After extensive testing, since Lightning 2.16.5 (released yesterday!) sandboxes are available to all users ![]()
What is a sandbox?
A sandbox is almost literally a copy of your project saved in the app.
You can edit the sandbox, run workflows, and even assign different credentials - all without touching your original project.
It’s a bit like if you exported your project and re-imported it again. Except that we treat a few things specially for sandboxes - like billing and credentials,
How does it help me?
Sandboxes allow you to develop your workflows in total isolation, like a staging environment.
This is super important after you’re launched your workflow live. You don’t want to make changes to your main production workflow while it’s processing real-world data. So how do you safely make and test changes before deploying live?

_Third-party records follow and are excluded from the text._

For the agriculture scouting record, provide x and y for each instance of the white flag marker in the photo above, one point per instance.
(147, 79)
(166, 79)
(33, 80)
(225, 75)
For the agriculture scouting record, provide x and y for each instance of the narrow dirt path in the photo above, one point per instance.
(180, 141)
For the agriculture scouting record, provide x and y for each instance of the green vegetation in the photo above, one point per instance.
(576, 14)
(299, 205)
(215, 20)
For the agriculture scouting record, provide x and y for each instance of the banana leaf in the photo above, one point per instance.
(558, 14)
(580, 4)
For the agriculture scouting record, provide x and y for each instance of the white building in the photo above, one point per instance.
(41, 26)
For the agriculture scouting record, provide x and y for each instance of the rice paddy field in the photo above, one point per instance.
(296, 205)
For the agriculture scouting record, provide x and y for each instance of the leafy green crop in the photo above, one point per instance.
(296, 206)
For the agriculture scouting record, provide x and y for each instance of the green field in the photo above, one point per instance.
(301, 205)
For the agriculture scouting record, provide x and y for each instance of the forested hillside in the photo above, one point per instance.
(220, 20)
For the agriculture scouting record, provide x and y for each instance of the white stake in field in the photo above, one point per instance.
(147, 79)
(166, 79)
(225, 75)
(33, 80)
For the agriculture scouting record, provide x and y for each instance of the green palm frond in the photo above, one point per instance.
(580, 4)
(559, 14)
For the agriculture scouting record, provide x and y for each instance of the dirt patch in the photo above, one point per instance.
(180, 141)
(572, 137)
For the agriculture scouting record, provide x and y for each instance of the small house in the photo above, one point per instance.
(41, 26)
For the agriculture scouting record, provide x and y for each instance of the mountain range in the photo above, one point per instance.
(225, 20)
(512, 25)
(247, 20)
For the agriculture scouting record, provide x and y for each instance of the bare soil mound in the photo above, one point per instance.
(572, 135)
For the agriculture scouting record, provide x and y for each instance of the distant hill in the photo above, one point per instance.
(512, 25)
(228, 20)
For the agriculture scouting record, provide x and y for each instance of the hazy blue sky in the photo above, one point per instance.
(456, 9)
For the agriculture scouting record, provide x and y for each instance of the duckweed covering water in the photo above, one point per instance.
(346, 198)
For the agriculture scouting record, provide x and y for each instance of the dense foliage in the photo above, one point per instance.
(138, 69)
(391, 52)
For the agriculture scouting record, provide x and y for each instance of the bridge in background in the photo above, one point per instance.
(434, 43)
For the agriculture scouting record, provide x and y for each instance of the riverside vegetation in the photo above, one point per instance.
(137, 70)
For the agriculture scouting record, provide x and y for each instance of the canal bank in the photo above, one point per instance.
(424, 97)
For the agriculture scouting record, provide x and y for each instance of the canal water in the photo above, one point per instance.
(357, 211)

Well, now you can clone your project into a sandbox and get straight to work without affecting production runs. Your sandbox has its own private set of webhooks and its own cron settings. And you can plug in alternate credentials to access developer accounts for your connected systems.
How do I use it?
With sandboxes, we expect your workflow’s development cycle to be like this:
- You need to fix a bug on a production workflow
- Create a new sandbox
- Edit your workflows, make your changes, and test
- Merge the sandbox back into your production project
Doing all this could hardly be easier. From inside your project, just click the Sandbox tab on the left.

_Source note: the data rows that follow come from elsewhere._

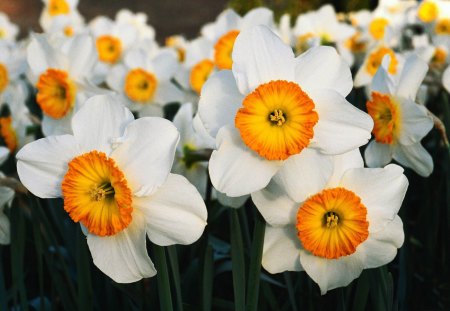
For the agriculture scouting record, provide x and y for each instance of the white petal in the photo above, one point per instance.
(92, 134)
(123, 256)
(342, 163)
(146, 160)
(260, 56)
(175, 213)
(219, 101)
(235, 169)
(415, 122)
(281, 250)
(277, 208)
(413, 73)
(304, 174)
(331, 273)
(321, 67)
(415, 157)
(42, 164)
(382, 202)
(341, 126)
(381, 247)
(377, 154)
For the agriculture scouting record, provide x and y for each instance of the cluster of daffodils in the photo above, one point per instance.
(265, 100)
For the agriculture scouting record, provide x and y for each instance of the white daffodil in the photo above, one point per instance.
(113, 40)
(144, 81)
(117, 184)
(60, 74)
(372, 62)
(399, 123)
(335, 228)
(55, 8)
(320, 27)
(138, 21)
(8, 30)
(274, 110)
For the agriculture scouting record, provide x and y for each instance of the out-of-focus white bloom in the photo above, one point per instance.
(335, 228)
(56, 8)
(144, 81)
(8, 31)
(61, 75)
(399, 123)
(274, 112)
(138, 21)
(117, 184)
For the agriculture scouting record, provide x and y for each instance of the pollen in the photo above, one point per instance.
(385, 113)
(56, 93)
(96, 193)
(332, 223)
(376, 57)
(58, 7)
(223, 49)
(109, 49)
(200, 73)
(276, 120)
(140, 85)
(4, 77)
(428, 11)
(377, 27)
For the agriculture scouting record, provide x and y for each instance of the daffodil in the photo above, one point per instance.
(61, 75)
(144, 81)
(274, 110)
(117, 184)
(336, 227)
(400, 123)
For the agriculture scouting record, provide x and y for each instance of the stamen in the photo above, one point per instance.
(277, 117)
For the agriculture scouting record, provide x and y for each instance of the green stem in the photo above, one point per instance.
(254, 274)
(165, 296)
(238, 261)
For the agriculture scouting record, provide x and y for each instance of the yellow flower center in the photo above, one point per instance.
(443, 26)
(4, 77)
(7, 131)
(109, 49)
(376, 57)
(56, 93)
(377, 27)
(140, 85)
(68, 31)
(58, 7)
(96, 193)
(277, 120)
(200, 73)
(223, 49)
(332, 223)
(428, 11)
(385, 113)
(356, 44)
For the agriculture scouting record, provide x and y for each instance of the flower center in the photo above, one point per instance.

From here you can see your sandboxes, create new ones, merge them back into the OG project
And sandboxes are fully compatible with the CLI. They work just like any other project - you can pull them, edit them, execute them, and deploy them back to the app.
Managing Credentials
Credentials is the tricky bit - and the most important. Your sandbox probably doesn’t want to be calling out to your production systems and databases to fetch and upload data. But you also don’t want to create whole new credentials because they won’t sync properly when you merge your sandbox.

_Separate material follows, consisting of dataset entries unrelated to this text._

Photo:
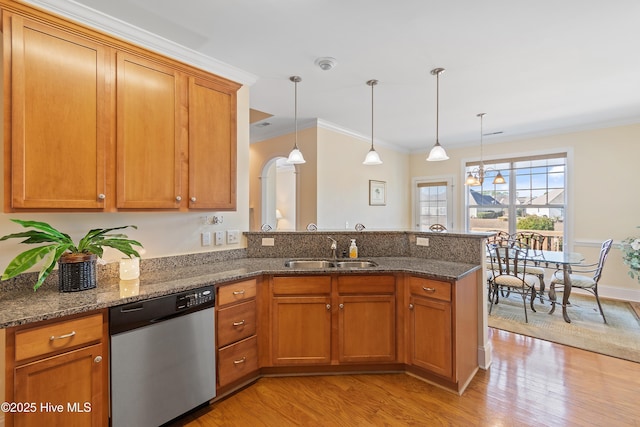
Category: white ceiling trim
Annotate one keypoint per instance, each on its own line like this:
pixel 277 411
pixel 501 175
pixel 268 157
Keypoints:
pixel 123 30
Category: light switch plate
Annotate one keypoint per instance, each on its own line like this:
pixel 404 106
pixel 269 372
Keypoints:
pixel 205 238
pixel 233 237
pixel 422 241
pixel 219 238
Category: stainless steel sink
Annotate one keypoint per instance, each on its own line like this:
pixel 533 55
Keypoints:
pixel 309 263
pixel 356 264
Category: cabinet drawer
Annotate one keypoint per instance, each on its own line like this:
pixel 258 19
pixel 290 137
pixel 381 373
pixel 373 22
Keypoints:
pixel 41 340
pixel 236 292
pixel 378 285
pixel 430 288
pixel 302 285
pixel 236 322
pixel 237 360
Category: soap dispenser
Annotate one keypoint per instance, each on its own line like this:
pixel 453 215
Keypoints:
pixel 353 249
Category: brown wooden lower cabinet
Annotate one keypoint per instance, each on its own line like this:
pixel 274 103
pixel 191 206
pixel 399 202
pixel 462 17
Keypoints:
pixel 442 330
pixel 301 320
pixel 330 319
pixel 236 333
pixel 57 373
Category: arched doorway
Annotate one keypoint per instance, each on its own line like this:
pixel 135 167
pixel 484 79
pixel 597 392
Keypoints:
pixel 278 180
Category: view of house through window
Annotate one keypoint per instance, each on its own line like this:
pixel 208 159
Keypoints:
pixel 434 204
pixel 533 198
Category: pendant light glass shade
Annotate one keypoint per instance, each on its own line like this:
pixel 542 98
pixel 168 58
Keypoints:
pixel 295 156
pixel 476 176
pixel 437 153
pixel 372 158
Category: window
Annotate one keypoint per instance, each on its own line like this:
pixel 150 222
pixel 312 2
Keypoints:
pixel 533 197
pixel 433 204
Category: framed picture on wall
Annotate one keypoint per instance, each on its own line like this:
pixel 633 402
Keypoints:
pixel 377 193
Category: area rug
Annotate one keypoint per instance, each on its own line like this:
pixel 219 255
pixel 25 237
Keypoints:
pixel 619 337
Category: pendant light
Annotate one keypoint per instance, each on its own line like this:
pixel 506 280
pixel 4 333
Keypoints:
pixel 295 157
pixel 373 158
pixel 476 176
pixel 437 152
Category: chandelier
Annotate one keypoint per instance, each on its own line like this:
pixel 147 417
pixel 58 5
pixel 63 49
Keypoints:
pixel 476 176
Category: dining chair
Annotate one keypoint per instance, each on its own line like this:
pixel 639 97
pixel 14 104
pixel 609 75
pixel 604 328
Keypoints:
pixel 499 235
pixel 508 260
pixel 437 227
pixel 536 242
pixel 586 276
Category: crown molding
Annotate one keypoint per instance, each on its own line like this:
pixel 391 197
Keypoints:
pixel 143 38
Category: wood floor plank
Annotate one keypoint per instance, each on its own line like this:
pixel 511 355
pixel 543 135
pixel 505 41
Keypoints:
pixel 530 383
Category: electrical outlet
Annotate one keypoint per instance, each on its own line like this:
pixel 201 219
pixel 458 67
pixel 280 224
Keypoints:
pixel 422 241
pixel 233 237
pixel 219 238
pixel 205 238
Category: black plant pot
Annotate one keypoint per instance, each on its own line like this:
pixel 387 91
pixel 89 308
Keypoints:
pixel 77 272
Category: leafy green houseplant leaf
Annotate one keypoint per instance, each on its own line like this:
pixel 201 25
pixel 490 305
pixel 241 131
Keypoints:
pixel 61 244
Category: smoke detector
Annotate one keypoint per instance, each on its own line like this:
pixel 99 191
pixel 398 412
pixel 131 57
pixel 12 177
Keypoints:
pixel 326 63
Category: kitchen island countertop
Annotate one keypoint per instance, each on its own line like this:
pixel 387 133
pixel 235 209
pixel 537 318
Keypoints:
pixel 23 305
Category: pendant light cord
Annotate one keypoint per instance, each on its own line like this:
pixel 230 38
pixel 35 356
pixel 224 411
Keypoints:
pixel 437 105
pixel 295 113
pixel 373 83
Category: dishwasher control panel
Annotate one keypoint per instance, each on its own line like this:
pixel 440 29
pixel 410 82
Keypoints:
pixel 194 298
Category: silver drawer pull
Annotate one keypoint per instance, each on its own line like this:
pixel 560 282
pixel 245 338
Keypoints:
pixel 61 337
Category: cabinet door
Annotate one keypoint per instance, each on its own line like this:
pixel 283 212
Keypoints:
pixel 301 330
pixel 367 328
pixel 430 339
pixel 212 145
pixel 58 117
pixel 150 110
pixel 66 389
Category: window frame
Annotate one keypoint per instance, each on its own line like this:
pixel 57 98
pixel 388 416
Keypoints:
pixel 450 182
pixel 509 175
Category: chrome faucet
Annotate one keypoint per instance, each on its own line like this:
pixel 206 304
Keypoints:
pixel 334 247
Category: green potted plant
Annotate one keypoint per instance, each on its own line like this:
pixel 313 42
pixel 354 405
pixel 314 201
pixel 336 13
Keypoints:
pixel 76 260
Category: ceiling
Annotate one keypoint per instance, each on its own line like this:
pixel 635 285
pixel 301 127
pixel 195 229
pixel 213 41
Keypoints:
pixel 536 68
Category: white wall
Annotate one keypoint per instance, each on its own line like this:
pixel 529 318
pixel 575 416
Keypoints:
pixel 161 233
pixel 343 184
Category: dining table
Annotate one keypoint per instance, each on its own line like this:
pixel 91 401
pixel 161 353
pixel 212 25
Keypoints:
pixel 559 260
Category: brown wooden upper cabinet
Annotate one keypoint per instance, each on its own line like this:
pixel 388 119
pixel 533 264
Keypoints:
pixel 55 118
pixel 93 123
pixel 149 134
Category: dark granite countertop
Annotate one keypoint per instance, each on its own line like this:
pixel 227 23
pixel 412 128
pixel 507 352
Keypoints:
pixel 23 305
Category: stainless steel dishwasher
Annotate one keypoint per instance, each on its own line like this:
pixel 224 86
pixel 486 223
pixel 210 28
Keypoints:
pixel 162 357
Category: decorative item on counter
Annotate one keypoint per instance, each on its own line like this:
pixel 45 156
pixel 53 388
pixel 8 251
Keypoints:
pixel 353 249
pixel 76 262
pixel 631 256
pixel 129 268
pixel 129 288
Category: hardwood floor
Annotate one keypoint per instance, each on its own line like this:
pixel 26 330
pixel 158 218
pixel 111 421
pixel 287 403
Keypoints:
pixel 531 382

We resolve this by introducing the idea of an environment to your credential. Now your credentials are split into environments - which are just arbitrary labels to describe a set of credentials. By default you have a main credential which accesses your production system. But you can also create a dev variation (calling it whatever you like) which provides access to your other dev/testing/sandbox systems.
Each sandbox has a single environment associated with it. By default your original project is uses main, and all sandboxes use dev. When running workflows, we’ll load the right variation for your environment.
What else do I need to know?
At the moment, we’ve designed sandboxes to be short-lived. This ensures that your sandboxes don’t fall too far out of date with your production project. If you’ve used git (or other source control tools) you’ll know how difficult merge conflicts can be to resolve. Sandboxes aren’t git - but can be susceptible to similar issue as projects drift apart.
When you create a sandbox, we copy user access from the original project you forked from. But after that, access control is totally independent. You can add or remove users to your sandbox and the OG project is unaffected.
Billing is shared between the project and all your sandboxes. Runs and AI credits in a sandbox count towards the parent project’s allowance.
Where do I read more?
Check out the full guide at Sandboxes | OpenFn/docs
That’s all from me - this is just a quick intro. We’ll be watching and improving sandboxes in the future - and we’re excited to see can they can improve your automation experience.